Far luce sulle molte ombre

Perché? Una spiegazione potrebbe essere che Speranza e pattuglione di virologi debbano costituire una sorta di comitato politico per rinfocolare certe posizioni liberticide, e, cosa più importante, costituire una sorta di task force per controbattere e resistere alla ipotesi che il centrodestra al potere voglia, auspicabilmente, iniziare a veder chiaro su come la pandemia è stata gestita.

D’altronde di interrogativi ce ne sono tantissimi e andrebbe fatta luce, serenamente ma al tempo stesso inevitabilmente, su ciascuno di essi: dai protocolli di cura, o meglio di mera osservazione del decorso della malattia, alla effettiva indispensabilità di un Green Pass trasformato in strumento tiranno capace di egemonizzare ogni singolo aspetto dell’esistenza, dai parchi giochi per bambini nastrati all’utilizzo ormai grottesco della mascherina, in apparenza indispensabile in alcuni casi e inutile in altri, senza che un chiaro e vero criterio scientifico possa soccorrere.

Più che una pattuglia di parlamentari, questi virologi frettolosamente arruolati sembrano un collegio di difesa per cercare di mettere delle toppe a una gestione che in piana evidenza e al netto della propaganda politica di convenienza è stata tutto fuorché perfetta.
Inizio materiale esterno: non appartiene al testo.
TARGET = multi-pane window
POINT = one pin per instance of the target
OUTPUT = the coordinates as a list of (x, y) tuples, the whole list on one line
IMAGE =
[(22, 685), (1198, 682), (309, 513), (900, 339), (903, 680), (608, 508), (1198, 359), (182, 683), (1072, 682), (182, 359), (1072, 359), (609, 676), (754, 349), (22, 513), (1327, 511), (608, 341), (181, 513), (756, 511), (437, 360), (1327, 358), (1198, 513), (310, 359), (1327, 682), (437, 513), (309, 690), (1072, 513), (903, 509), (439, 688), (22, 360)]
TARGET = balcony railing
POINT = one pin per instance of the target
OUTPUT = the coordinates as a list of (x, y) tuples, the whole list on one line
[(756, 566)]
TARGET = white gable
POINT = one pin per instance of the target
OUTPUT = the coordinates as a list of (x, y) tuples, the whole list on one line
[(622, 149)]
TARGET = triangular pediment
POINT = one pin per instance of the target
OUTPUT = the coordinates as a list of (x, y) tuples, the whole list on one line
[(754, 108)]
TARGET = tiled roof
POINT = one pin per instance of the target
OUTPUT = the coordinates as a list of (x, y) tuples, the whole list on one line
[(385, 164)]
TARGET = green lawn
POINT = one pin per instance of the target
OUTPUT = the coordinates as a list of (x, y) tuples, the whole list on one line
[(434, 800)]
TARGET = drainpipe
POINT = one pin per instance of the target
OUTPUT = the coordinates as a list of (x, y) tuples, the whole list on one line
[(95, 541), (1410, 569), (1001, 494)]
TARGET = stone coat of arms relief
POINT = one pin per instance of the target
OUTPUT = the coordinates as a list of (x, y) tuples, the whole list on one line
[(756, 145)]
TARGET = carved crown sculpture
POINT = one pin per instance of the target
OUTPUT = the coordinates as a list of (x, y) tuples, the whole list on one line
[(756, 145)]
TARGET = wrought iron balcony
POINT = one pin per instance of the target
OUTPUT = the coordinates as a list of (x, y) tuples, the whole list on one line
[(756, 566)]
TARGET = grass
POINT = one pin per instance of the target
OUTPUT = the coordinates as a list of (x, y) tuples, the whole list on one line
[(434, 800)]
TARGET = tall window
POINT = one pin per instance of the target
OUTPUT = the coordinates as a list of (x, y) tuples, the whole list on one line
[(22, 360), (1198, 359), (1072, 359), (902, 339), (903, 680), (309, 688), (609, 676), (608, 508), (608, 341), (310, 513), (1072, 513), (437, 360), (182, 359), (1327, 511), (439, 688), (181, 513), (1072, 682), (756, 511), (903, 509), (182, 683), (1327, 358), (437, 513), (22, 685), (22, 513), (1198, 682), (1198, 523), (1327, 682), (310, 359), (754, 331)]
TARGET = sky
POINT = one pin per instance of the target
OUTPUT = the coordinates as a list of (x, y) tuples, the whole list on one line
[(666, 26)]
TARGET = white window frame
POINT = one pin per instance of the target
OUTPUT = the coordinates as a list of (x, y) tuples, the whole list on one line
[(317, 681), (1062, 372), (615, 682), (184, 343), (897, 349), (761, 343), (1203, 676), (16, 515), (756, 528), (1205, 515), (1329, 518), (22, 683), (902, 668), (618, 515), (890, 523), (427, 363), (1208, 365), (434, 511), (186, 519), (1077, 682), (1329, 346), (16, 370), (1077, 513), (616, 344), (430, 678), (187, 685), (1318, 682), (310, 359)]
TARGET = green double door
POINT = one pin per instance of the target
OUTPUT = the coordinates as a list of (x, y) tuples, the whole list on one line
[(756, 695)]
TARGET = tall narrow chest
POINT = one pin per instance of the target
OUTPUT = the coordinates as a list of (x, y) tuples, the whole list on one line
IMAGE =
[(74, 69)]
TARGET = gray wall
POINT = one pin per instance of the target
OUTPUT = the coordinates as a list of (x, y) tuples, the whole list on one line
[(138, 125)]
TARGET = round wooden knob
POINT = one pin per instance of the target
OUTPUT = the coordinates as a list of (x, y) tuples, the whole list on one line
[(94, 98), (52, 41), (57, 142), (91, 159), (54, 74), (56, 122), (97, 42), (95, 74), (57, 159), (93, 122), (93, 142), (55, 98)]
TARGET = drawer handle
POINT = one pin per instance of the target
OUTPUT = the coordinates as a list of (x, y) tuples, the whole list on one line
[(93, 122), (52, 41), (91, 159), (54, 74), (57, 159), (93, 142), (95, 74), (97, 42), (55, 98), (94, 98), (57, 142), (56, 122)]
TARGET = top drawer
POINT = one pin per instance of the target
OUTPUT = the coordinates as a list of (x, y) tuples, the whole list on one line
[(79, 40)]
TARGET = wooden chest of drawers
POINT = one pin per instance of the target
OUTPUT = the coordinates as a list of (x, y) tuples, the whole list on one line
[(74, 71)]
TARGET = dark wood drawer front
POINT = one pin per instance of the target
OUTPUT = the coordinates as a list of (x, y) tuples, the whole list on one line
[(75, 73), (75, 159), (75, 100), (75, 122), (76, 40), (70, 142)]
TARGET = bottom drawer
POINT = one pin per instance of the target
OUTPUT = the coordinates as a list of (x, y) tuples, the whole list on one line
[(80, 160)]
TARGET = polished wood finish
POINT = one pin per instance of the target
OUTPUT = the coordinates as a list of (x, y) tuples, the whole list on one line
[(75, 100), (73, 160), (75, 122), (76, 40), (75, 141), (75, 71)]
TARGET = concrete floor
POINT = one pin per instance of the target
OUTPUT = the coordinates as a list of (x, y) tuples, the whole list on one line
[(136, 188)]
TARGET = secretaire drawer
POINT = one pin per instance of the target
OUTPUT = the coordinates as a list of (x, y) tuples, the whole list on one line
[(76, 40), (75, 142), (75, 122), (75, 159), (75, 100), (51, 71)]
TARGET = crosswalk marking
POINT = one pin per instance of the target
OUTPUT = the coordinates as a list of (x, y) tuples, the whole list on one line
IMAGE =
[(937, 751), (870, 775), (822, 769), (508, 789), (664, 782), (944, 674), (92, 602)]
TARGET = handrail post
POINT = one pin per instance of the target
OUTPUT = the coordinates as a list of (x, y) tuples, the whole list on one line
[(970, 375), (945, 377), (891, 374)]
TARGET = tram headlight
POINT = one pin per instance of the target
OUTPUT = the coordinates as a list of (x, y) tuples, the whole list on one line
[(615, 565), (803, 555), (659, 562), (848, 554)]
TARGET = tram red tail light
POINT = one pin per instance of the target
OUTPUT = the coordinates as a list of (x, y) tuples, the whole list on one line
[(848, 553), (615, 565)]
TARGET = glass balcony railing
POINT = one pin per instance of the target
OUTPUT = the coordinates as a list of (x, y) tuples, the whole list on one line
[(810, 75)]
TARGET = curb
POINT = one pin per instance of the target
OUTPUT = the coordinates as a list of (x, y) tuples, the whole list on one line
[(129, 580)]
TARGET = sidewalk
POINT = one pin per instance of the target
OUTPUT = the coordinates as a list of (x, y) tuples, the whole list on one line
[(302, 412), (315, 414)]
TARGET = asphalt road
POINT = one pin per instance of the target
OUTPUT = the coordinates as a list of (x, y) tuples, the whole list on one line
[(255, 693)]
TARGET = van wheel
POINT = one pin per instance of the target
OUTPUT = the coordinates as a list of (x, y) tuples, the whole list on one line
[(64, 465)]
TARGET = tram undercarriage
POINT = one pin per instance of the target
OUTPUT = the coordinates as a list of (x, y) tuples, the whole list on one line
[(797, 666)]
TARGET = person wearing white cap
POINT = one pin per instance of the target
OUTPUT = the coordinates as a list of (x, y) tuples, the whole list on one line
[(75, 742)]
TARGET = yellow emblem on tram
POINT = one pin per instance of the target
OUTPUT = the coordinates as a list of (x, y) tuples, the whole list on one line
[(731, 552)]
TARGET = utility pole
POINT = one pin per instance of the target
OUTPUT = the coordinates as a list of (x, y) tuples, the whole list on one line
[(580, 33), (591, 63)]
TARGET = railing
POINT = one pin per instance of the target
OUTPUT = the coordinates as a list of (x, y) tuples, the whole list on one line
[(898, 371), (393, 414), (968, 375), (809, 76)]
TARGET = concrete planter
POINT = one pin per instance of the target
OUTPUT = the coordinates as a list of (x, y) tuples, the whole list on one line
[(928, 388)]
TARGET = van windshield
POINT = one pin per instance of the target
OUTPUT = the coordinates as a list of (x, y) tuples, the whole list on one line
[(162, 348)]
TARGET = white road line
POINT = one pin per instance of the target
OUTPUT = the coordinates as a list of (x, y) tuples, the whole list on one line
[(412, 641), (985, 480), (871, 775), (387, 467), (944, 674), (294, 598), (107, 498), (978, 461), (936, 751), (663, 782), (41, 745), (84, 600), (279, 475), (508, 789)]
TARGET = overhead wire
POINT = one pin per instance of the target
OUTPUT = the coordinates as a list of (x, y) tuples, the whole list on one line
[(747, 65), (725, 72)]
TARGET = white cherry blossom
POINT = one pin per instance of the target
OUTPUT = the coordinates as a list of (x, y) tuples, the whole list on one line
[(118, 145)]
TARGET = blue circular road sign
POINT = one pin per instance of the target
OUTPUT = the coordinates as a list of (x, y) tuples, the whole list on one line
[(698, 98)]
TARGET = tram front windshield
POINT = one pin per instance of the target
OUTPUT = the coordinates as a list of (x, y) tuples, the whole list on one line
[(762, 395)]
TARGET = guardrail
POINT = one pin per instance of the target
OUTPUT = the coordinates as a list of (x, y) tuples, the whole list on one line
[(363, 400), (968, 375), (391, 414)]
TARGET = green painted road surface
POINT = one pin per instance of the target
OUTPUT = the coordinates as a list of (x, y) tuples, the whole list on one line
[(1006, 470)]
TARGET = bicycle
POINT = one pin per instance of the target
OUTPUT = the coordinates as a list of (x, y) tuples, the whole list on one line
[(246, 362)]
Ciò, appare evidente, è anche un invito al centrodestra nel caso dovesse andare al governo: è tempo di accertare le responsabilità politiche, penali, contabili, amministrative, derivanti dai decisioni e scelte che hanno cambiato, probabilmente per sempre, il modo di stare al mondo di moltissime persone.

Si pensi allo sviluppo psicologico dei più piccoli, cresciuti per due anni tra mascherine e comandi imperativi e divieti molto spesso insensati, o le persone che hanno visto i loro diritti spesso limitati o calpestati.